Anti-equality voices continue to tout Bradley Effect as if it's a good thing

by Jeremy Hooper

Of a new poll in Minnesota that shows the marriage amendment fight at what's basically an even split (47% for discrimination, 46% opposed; 7% undecided), the so-called Minnesota For Marriage coalition writes this:

KSTP also reported on a new study of 167 polls in 30 states showing that the lead could be closer to 7% because of a pattern of voters giving pollsters what they believe to be a politically correct response by saying they oppose, rather than support, the amendment. Other pollsters agree. Recently, the Director of Public Policy Polling said that he does not “believe polls showing majority support for gay marriage” because “any time there is a vote, it doesn’t back it up.”
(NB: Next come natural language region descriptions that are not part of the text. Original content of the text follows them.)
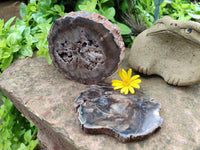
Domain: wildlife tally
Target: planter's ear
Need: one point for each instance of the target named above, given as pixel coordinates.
(85, 47)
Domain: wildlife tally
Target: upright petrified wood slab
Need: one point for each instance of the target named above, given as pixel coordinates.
(104, 111)
(85, 46)
(46, 98)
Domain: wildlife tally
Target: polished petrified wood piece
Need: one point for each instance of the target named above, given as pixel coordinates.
(85, 46)
(104, 111)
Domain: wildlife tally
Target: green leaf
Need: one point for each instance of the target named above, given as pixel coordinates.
(32, 1)
(6, 62)
(32, 144)
(124, 28)
(57, 8)
(109, 13)
(1, 23)
(8, 23)
(23, 147)
(2, 43)
(13, 38)
(195, 16)
(23, 10)
(125, 5)
(27, 136)
(26, 51)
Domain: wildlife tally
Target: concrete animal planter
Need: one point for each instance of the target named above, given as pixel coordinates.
(171, 49)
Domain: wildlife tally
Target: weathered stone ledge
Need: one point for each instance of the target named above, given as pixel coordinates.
(46, 98)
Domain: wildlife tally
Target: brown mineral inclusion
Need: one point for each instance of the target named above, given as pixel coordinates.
(127, 118)
(85, 46)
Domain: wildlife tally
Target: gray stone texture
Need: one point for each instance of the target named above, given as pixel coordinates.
(46, 98)
(169, 48)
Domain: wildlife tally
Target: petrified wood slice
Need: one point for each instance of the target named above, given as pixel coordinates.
(85, 46)
(127, 118)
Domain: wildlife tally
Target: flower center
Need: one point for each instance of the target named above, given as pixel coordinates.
(126, 82)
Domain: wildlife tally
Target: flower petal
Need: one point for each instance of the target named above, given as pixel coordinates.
(116, 88)
(134, 77)
(137, 81)
(116, 81)
(117, 84)
(129, 73)
(126, 91)
(120, 74)
(123, 90)
(135, 86)
(124, 74)
(131, 89)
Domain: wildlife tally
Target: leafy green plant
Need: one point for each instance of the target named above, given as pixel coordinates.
(181, 10)
(16, 131)
(19, 41)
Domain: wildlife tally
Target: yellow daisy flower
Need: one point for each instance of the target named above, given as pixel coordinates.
(128, 83)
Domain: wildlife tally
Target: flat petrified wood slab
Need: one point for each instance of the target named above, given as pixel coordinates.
(85, 46)
(46, 98)
(125, 117)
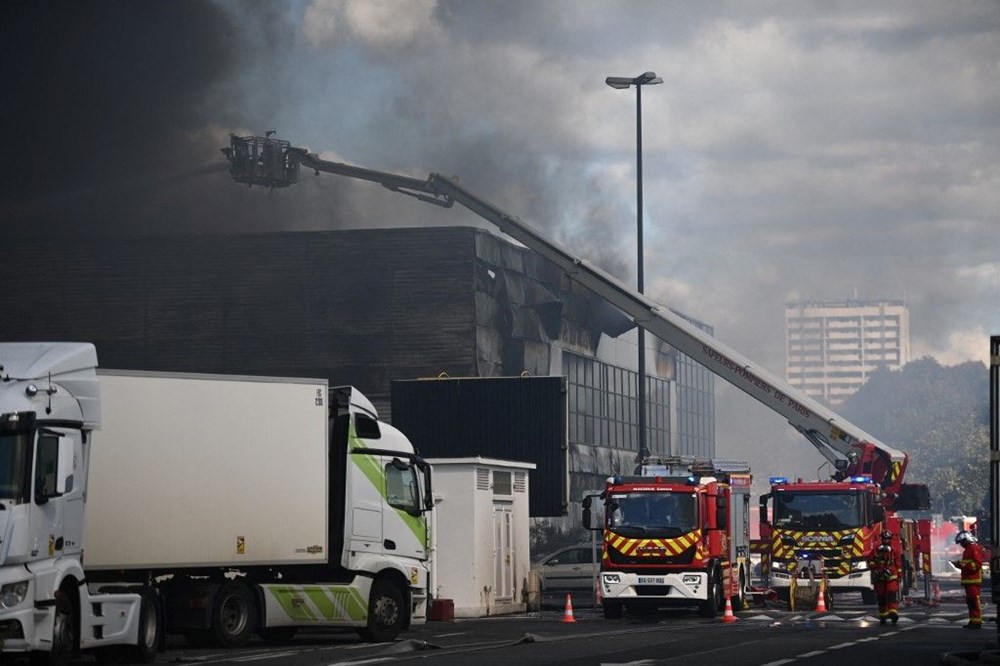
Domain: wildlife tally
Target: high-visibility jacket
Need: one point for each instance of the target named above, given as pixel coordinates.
(971, 564)
(885, 566)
“We aren’t relying on speculation,” said Helmberger. “We are certain that the combination of our TV ads, the surge we are seeing in churches, and the sacrificial hard work of our grassroots network will finish the job and preserve marriage as between one man and one woman in our constitution where judges and politicians can’t meddle with it.”
[SOURCE]

I've speculated on this phenomenon before, but I think it bears repeating in this election cycle. I really think those in the state anti-equality campaigns who keep touting this meme about voters being more discriminatory behind closed doors than they are in public need to remember that the Bradley Effect is *NOT A GOOD THING*!

If people are saying they are going to support their LGBT friends and neighbors in public, then that means, by and large, that they know in their hearts that standing up against unfair treatment is the right thing to do. If these same people then turn around and cast a different vote when they know they can "get away with it," then that speaks to prejudice, not principle. With the person for whom the effect was named, this public-private dance applied to race, while the one that Minnesota For Marriage is touting applies to sexual orientation. But it's implications are cynical and disturbing in both instances. The Bradley Effect is not some proud political wisdom to tout, even if it holds a degree of truth. It's a hurtful reminder, not a hopeful goal on which to hang your electoral hat.

Considering the frequency with which I see the other side's campaign heads pushing this meme, I know that what I am saying is lost on them. It won't, however, be lost on history.